Il gruppo raccolto intorno al vescovo Artemije si è dichiarato contrario alla collaborazione con Pristina, ed in seguito con tutti i paesi che hanno riconosciuto l’indipendenza del Kosovo, e per la sollevazione di accuse contro gli stati che hanno partecipato al bombardamento della Serbia nel 1999. Secondo questo gruppo, i monasteri e le chiese non possono essere ricostruiti e restaurati da coloro che li hanno distrutti, e che la partecipazione della parte serba nell’accordo legittima di fatto l’indipendenza kosovara.

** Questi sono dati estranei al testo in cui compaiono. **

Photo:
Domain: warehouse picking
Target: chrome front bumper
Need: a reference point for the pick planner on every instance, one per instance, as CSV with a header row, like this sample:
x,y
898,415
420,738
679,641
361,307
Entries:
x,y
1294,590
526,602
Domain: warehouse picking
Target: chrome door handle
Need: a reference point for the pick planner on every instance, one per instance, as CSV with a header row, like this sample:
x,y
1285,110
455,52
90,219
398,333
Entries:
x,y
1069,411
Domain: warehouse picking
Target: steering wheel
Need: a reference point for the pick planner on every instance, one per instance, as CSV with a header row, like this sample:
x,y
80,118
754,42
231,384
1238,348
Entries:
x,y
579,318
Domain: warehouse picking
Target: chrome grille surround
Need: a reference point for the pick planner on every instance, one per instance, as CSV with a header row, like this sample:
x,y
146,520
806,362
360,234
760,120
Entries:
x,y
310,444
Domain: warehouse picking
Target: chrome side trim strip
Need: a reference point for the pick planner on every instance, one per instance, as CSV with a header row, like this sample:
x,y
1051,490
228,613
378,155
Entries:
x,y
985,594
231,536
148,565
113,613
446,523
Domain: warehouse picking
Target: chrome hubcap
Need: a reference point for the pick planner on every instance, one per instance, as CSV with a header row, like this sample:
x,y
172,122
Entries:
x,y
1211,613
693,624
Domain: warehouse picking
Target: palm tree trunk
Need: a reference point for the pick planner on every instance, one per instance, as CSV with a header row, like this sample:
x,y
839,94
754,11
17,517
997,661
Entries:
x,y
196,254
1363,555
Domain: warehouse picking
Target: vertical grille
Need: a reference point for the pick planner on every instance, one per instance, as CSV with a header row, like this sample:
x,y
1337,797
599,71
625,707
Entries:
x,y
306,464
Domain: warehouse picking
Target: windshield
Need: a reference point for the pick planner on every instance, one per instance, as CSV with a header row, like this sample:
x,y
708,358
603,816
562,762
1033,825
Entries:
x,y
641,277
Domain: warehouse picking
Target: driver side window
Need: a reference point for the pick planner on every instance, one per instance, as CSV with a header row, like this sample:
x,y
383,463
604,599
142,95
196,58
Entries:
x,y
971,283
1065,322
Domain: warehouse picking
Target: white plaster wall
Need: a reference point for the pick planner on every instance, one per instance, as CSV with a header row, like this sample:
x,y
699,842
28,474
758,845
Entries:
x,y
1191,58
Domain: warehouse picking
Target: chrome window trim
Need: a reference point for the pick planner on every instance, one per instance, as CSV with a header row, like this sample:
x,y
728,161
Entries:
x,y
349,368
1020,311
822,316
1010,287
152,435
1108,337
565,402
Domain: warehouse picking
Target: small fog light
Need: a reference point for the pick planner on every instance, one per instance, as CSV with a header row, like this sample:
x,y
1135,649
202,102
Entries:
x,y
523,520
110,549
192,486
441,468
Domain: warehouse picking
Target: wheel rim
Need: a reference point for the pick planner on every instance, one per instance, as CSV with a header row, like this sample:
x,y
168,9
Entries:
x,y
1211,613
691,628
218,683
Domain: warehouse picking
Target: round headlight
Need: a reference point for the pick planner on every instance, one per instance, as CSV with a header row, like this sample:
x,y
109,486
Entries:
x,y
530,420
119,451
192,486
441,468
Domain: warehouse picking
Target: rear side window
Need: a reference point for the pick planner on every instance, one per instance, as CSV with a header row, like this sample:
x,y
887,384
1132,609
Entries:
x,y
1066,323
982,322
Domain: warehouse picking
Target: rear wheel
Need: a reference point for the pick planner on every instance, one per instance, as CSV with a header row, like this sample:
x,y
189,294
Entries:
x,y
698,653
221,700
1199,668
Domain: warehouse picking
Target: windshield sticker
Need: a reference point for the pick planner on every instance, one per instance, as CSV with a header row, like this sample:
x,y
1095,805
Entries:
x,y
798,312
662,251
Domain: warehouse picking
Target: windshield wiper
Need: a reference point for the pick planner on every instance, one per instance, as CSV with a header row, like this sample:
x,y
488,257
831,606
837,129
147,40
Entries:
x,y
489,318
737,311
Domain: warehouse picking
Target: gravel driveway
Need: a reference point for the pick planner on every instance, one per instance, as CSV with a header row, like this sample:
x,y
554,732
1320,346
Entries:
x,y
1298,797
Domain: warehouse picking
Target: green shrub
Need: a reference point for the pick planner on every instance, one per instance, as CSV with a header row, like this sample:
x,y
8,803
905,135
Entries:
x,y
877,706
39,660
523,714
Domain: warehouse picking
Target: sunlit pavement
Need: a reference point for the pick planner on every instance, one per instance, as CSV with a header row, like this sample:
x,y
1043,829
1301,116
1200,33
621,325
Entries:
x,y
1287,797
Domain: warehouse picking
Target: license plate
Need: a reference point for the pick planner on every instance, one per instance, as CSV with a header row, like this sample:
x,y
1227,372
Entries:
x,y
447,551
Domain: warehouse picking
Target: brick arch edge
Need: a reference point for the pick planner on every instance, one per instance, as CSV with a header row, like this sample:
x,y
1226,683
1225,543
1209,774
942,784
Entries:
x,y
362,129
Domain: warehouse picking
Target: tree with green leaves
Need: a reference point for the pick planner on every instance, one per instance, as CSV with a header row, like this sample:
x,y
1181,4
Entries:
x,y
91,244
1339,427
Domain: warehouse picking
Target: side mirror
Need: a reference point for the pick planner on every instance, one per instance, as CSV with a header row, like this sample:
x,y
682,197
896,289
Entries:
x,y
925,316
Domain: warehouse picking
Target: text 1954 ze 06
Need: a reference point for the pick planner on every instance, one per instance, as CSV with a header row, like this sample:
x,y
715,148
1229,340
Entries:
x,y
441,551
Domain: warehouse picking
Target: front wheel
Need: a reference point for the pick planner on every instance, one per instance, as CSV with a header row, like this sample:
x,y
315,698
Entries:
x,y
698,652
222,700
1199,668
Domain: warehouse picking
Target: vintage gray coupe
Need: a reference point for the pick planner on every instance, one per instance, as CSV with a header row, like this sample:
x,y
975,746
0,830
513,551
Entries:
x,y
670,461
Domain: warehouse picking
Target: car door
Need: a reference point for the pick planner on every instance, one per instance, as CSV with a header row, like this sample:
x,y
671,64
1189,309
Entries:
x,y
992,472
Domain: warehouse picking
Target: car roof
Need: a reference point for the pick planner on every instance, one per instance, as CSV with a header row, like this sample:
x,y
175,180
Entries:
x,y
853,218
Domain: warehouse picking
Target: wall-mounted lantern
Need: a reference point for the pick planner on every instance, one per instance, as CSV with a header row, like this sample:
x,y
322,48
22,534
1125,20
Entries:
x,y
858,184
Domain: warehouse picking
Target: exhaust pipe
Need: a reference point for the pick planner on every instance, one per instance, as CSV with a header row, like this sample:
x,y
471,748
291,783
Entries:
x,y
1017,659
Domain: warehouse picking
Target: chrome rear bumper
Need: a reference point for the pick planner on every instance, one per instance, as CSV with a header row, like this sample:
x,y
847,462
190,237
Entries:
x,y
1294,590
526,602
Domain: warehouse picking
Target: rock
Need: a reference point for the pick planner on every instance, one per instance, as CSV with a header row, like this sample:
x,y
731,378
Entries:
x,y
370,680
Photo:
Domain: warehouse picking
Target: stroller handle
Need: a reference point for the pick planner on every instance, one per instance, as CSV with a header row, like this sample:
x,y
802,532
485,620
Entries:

La maggior parte delle confraternite monastiche presenti a sud del fiume Ibar, così come la leadership della chiesa a Belgrado, credono però che sia un errore imperdonabile lasciare le rovine in balia degli agenti atmosferici, col rischio di veder cancellate per sempre le tracce della presenza serba in Kosovo.

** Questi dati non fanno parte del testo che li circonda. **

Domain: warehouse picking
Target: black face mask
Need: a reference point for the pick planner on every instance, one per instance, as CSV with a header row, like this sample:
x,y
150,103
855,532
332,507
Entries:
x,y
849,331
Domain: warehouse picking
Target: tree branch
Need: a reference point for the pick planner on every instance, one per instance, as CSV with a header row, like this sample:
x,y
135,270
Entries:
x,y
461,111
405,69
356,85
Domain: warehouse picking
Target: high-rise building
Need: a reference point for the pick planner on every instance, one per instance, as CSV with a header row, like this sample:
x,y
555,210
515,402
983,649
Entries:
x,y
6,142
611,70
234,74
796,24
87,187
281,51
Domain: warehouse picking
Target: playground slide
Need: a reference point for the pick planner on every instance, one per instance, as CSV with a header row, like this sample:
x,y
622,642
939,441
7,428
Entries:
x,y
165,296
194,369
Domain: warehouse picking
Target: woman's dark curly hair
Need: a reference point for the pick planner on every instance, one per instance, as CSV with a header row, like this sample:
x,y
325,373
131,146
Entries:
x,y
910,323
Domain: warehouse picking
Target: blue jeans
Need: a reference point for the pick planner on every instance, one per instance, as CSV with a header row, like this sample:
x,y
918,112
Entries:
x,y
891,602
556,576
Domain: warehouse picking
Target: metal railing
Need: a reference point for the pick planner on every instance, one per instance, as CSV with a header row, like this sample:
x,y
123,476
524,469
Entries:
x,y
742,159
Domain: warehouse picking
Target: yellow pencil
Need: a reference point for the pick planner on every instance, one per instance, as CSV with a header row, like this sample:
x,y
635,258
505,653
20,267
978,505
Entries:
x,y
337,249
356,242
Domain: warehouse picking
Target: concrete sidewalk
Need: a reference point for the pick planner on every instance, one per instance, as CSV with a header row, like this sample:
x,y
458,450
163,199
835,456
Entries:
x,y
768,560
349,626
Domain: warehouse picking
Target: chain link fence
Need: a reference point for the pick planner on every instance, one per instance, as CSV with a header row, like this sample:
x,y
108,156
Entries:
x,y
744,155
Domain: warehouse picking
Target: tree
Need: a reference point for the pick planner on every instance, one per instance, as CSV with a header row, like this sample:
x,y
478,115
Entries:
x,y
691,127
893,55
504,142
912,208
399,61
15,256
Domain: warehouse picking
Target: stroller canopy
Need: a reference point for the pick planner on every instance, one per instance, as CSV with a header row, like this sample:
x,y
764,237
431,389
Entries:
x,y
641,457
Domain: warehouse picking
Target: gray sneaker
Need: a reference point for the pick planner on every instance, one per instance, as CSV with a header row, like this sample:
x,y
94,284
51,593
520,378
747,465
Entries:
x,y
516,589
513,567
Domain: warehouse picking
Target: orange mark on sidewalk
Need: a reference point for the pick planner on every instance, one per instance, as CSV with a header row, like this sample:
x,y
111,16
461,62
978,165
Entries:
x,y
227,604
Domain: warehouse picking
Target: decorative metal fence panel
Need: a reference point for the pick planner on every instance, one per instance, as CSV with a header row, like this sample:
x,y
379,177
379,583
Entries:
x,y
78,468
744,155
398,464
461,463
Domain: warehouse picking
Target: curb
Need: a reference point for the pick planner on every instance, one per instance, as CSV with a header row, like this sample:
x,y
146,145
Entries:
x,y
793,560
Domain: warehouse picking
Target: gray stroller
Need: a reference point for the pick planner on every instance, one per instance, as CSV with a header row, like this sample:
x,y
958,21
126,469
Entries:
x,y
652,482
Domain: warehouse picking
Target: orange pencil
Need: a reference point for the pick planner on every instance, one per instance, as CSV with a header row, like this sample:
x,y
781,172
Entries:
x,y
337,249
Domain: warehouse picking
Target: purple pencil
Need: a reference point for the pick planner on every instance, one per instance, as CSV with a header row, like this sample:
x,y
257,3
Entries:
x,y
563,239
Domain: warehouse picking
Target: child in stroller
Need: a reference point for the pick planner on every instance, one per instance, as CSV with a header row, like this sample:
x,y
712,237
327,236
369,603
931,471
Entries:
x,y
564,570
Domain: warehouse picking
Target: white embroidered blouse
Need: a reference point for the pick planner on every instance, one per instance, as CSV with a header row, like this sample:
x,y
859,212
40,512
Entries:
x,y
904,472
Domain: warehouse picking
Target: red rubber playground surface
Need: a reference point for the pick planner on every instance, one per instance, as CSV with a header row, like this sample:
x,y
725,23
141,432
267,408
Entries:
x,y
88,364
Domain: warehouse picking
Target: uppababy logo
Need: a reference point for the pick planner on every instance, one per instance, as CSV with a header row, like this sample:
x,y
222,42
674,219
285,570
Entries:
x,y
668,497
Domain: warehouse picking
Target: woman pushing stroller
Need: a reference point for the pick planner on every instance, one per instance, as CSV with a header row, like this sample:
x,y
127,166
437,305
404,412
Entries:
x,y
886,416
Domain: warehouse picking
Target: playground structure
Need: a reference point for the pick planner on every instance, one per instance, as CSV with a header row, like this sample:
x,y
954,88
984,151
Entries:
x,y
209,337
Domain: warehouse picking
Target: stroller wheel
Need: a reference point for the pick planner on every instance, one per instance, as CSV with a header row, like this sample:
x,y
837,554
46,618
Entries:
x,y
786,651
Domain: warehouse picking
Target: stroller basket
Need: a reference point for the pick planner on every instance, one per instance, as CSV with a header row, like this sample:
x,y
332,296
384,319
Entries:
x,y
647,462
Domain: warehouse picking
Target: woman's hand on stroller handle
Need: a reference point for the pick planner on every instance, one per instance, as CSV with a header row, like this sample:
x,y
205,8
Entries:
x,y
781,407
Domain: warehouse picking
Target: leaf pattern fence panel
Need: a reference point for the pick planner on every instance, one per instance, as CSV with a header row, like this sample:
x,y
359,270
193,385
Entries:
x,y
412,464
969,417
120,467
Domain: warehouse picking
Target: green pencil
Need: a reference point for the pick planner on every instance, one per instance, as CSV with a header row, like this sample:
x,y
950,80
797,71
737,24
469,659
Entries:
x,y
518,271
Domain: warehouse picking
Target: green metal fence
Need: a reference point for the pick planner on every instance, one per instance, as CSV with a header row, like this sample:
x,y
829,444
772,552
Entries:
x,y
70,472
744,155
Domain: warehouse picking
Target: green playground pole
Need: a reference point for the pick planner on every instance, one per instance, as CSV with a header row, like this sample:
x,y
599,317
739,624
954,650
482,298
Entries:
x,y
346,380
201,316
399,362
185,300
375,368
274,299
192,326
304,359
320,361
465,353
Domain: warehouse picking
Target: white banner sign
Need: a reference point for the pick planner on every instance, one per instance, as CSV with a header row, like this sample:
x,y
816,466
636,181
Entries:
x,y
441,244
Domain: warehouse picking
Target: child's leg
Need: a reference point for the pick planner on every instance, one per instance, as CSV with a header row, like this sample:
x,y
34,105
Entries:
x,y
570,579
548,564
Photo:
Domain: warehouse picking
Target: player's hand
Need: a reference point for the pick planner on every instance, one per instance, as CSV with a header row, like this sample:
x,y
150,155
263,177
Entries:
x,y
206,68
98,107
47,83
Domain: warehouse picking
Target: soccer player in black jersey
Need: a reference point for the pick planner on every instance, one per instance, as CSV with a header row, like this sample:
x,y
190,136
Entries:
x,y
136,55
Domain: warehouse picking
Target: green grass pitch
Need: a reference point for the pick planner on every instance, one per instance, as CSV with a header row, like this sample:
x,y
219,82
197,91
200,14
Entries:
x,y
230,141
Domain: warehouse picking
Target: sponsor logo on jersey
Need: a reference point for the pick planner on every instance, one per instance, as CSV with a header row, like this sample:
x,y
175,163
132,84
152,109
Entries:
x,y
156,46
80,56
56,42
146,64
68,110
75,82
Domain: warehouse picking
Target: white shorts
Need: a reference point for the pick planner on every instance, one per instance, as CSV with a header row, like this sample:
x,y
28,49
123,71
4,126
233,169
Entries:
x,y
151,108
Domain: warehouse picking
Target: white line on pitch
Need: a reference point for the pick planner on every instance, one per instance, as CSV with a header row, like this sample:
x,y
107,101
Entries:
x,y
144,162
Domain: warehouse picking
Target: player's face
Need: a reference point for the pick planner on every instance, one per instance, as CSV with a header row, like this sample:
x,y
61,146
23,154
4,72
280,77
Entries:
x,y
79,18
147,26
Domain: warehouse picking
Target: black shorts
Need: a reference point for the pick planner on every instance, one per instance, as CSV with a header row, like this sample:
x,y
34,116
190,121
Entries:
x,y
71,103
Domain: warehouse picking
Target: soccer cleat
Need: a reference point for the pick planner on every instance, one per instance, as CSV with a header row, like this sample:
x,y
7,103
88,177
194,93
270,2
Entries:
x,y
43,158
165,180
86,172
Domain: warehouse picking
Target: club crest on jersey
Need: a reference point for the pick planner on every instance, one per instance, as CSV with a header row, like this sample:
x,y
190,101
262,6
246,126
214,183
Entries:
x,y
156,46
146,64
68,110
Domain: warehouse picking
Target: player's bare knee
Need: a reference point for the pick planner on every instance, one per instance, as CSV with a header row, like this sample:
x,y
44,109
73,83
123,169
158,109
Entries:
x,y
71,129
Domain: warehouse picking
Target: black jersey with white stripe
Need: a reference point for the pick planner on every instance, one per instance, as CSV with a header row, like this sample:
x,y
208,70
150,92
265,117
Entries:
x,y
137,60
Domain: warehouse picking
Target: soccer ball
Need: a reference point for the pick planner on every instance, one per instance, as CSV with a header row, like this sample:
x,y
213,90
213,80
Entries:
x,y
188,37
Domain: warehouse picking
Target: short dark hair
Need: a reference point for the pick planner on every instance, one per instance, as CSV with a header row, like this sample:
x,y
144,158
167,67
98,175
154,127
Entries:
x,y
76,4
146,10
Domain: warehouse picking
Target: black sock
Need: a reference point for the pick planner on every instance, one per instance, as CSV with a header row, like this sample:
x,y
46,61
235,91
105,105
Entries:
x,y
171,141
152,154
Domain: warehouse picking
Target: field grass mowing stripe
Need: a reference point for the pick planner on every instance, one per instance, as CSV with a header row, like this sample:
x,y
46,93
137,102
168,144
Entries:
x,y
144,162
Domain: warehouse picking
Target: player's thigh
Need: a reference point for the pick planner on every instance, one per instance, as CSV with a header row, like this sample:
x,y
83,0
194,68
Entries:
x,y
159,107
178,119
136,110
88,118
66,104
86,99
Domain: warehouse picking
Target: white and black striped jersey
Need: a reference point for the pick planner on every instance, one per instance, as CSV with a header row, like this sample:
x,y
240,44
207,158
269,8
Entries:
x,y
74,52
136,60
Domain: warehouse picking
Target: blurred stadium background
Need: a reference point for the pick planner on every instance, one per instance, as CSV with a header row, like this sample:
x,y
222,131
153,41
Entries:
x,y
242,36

I rapporti un tempo stretti tra il gruppo di Artemije e i monaci di Dečani si sono incrinati in fretta. Al tempo stesso "nuovi" collaboratori di Artemije, guidati da segretario vescovile Simeon Vilovski hanno guadagnato influenza sempre maggiore, e il cambiamento nel comportamento e nella retorica della leadership ecclesiale in Kosovo è divenuta presto evidente.

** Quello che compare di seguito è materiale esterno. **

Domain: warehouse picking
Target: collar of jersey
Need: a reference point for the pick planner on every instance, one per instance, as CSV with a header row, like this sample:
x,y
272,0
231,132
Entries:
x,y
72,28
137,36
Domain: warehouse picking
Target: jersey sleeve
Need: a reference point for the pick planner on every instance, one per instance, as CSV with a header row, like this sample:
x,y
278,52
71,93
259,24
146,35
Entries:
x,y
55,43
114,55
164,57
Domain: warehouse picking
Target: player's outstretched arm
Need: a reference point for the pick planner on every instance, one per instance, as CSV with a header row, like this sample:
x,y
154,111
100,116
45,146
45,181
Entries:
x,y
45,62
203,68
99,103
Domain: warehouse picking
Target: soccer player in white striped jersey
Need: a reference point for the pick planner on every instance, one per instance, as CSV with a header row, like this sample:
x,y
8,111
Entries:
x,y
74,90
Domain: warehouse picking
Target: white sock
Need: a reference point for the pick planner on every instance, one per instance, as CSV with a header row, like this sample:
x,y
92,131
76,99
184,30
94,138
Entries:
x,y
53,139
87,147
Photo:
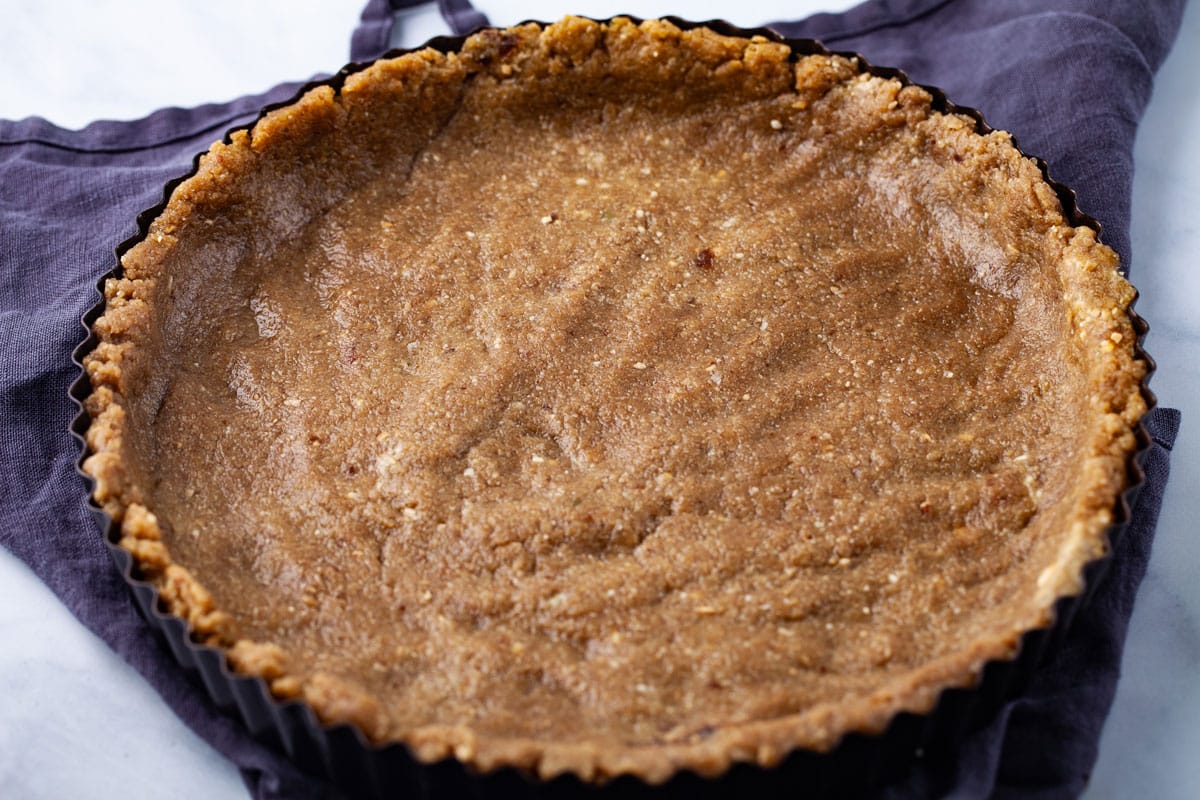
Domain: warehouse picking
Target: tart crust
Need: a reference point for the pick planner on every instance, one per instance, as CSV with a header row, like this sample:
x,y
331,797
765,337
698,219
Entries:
x,y
834,511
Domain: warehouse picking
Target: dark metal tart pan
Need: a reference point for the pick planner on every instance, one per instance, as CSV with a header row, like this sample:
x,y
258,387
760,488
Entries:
x,y
859,763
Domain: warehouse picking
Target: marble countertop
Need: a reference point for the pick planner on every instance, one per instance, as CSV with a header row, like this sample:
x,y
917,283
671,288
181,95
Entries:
x,y
76,721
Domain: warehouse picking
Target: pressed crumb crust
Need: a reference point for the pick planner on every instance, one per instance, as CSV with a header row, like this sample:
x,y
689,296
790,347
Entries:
x,y
612,398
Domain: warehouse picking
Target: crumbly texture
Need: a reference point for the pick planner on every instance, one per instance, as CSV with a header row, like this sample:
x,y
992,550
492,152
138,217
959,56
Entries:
x,y
609,398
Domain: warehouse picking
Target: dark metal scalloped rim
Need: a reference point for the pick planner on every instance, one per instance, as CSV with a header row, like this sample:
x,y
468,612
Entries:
x,y
343,756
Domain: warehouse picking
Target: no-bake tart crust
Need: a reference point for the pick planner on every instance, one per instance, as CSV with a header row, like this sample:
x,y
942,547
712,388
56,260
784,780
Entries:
x,y
610,398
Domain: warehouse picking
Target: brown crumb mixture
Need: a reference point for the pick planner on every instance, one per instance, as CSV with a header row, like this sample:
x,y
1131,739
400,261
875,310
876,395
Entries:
x,y
613,398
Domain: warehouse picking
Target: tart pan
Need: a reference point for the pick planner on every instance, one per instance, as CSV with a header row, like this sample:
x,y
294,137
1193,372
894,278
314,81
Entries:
x,y
342,756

Che qualcosa di strano stesse succedendo, è stato dimostrato dalla sconsacrazione dei monaci di Dečani nel 2005, e che dopo un intero decennio di attività, dal fatto che il sito internet del monastero, noto a livello mondiale, ha cessato di essere anche il sito informativo della diocesi. Il nuovo centro informativo è stato poi trasferito nel restaurato monastero di Banjska, nel Kosovo centrale. Proprio in questo monastero si è insediato, come nuovo priore, Simeon Vilovski, insieme ai propri collaboratori.
Da qui sono iniziate a partire infuocati comunicati in cui la direzione di Dečani veniva tacciata di tradimento degli interessi nazionali serbi, e non venivano risparmiati nemmeno il comando dell’esercito serbo, accusato di non voler difendere il popolo serbo i Kosovo, né alcuni politici e funzionari di Belgrado, innanzitutto il presidente Boris Tadić e il ministro della Difesa Dragan Šutanovac.
Allo stesso tempo, i monaci di Dečani sono rifuggiti dallo scontro mediatico, non volendo provocare ulteriori dissidi interni alla chiesa. La dirigenza ecclesiale a Belgrado ha considerato questi fatti come un problema interno, e ha cercato di tenerli lontano dagli occhi dell’opinione pubblica fino agli ultimi avvenimenti.
Lo scandalo è stato in parte attutito dopo la riunione del Sinodo avvenuta martedì 26 agosto, a cui hanno partecipato i vescovi in contrasto. Il Sinodo ha richiesto che venga messa fine ad ogni contesa, e ha comunicato che a breve verranno prese decisioni importanti dal Consiglio dell’Arcivescovado della Chiesa ortodossa serba.
Anche se sui media si scrive che in questo caso lo scandalo interno alla chiesa serba viene sottaciuto, nei circoli vicini all’ambiente ecclesiastico si interpreta la decisione del Sinodo come una bocciatura di tutte le iniziative prese dal vescovo Artemije contro i monaci di Dečani.
Una fonte dell’Osservatorio, molto vicina agli alti circoli della Chiesa serba, che ha preferito parlare sotto anonimato, ritiene che il nocciolo degli scontri risieda nella resistenza di Artemije a rispettare le decisioni del Consiglio, motivo per cui ha dato il via allo scontro con il suo vescovo vicario e la confraternita di Dečani:
"E’ chiaro che Artemije segue la via dello scisma, e che coi suoi più stretti collaboratori si è macchiato di gravi irregolarità, anche finanziarie", afferma la nostra fonte. "Il suo ultimo appello al canone, nei circoli interni del Patriarcato viene ritenuto inopportuno, visto che lo stesso Artemije ha calpestato più volte tutte le regole che lo obbligano alla collaborazione e all’unità con tutti gli altri vescovi della chiesa serba".